Die Europäische Union will den Ausstoß von Treibhausgasen, also Kohlenstoffdioxid, Methan und Lachgas, drastisch reduzieren. Dafür wurde 2005 der Europäische Emissionshandel, kurz EU-ETS, geschaffen. Er ist das zentrale Klimaschutzinstrument der EU. Er soll helfen, dass energieintensive Unternehmen wie etwa Gaskraftwerke, Zementwerke, Stahlhersteller und Raffinerien ihren Ausstoß reduzieren. Der Handel legt eine Obergrenze fest, wie viele Treibhausgas-Emissionen von den Fabriken, Kraftwerken und Industrieanlagen insgesamt in einer Handelsperiode (2021-2030) ausgestoßen werden dürfen.
Werden damit alle Emissionen in der EU berücksichtigt?

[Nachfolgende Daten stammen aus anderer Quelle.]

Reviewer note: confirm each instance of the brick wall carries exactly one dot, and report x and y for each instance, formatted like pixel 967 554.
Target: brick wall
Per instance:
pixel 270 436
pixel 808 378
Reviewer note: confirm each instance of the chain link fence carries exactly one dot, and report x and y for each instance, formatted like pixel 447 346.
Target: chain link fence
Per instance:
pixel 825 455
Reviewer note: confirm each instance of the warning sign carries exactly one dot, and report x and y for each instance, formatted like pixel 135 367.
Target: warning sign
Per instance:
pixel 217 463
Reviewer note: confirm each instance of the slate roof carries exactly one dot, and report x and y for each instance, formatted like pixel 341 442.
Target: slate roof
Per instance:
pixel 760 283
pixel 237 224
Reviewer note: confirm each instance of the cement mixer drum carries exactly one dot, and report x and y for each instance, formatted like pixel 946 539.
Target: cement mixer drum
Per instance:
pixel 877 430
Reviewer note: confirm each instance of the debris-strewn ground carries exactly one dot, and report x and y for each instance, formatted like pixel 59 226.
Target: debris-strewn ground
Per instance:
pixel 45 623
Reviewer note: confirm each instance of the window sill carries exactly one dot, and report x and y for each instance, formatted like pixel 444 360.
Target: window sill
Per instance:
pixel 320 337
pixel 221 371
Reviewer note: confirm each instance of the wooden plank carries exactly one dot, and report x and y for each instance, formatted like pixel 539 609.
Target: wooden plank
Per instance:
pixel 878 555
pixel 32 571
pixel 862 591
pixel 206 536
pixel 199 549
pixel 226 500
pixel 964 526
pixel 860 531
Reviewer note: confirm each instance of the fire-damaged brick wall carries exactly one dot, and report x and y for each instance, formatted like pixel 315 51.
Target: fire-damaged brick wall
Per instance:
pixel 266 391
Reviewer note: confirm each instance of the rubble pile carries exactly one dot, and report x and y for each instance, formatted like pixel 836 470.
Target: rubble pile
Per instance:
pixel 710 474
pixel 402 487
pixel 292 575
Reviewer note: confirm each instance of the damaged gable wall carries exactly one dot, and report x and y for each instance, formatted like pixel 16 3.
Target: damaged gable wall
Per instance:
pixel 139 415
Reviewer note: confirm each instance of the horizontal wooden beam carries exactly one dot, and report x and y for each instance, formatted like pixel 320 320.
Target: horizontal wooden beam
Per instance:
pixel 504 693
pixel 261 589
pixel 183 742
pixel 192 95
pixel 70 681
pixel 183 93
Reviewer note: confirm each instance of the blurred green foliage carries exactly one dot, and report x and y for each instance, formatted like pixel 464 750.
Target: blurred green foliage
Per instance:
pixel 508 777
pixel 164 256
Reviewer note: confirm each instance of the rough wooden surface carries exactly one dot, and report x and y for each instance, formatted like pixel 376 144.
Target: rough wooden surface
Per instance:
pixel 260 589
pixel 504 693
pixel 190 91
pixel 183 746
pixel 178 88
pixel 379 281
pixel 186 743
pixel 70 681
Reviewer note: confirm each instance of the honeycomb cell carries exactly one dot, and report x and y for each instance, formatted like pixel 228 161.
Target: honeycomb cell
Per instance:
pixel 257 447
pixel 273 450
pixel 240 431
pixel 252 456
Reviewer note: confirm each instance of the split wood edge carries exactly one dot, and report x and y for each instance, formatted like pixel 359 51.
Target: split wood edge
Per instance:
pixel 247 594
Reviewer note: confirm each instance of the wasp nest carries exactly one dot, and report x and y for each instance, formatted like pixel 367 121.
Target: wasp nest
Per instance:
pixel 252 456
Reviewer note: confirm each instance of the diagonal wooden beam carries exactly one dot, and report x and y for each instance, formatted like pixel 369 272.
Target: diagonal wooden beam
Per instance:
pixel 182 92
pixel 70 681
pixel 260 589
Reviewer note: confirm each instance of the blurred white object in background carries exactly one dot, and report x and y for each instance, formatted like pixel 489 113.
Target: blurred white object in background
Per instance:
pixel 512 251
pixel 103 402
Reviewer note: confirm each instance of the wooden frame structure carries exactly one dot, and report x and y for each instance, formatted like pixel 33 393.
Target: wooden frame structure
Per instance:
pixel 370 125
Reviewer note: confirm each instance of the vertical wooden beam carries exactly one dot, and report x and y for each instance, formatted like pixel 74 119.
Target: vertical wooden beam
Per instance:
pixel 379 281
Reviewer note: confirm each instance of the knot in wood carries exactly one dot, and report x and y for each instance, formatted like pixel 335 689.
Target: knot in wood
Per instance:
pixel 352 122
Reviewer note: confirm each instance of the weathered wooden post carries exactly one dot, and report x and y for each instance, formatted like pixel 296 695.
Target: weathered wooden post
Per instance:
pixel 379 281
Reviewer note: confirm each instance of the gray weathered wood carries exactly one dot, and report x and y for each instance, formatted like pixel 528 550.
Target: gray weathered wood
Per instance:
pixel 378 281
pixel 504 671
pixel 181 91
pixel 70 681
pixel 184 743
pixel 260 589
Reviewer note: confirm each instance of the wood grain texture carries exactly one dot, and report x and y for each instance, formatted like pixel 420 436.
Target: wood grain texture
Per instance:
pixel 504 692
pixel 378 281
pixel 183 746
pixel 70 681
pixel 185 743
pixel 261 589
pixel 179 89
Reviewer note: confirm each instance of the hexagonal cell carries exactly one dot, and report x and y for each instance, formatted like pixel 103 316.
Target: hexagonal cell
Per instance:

Das Emissionshandelssystem (EU-ETS) deckt rund 40 Prozent aller Treibhausgas-Emissionen in der EU ab. Europaweit sind rund 12.000 Anlagen der Energiewirtschaft und energieintensiven Branchen erfasst, die viel CO2 ausstoßen.
Was heißt das für Österreich?
In Österreich sind rund 200 Industrieanlagen Teil des Handelssystems. Die größten CO2-Verschmutzer sind der Stahlkonzern Voestalpine, der Mineralölkonzern OMV und das Energieunternehmen Wien Energie. Der Handel mit den Verschmutzungsrechten soll ein Anreiz für die Unternehmen sein, ihren Treibhausgas-Ausstoß zu reduzieren und in klimafreundliche Technologien zu investieren.
Wieviel CO2 wird in Österreich ausgestoßen?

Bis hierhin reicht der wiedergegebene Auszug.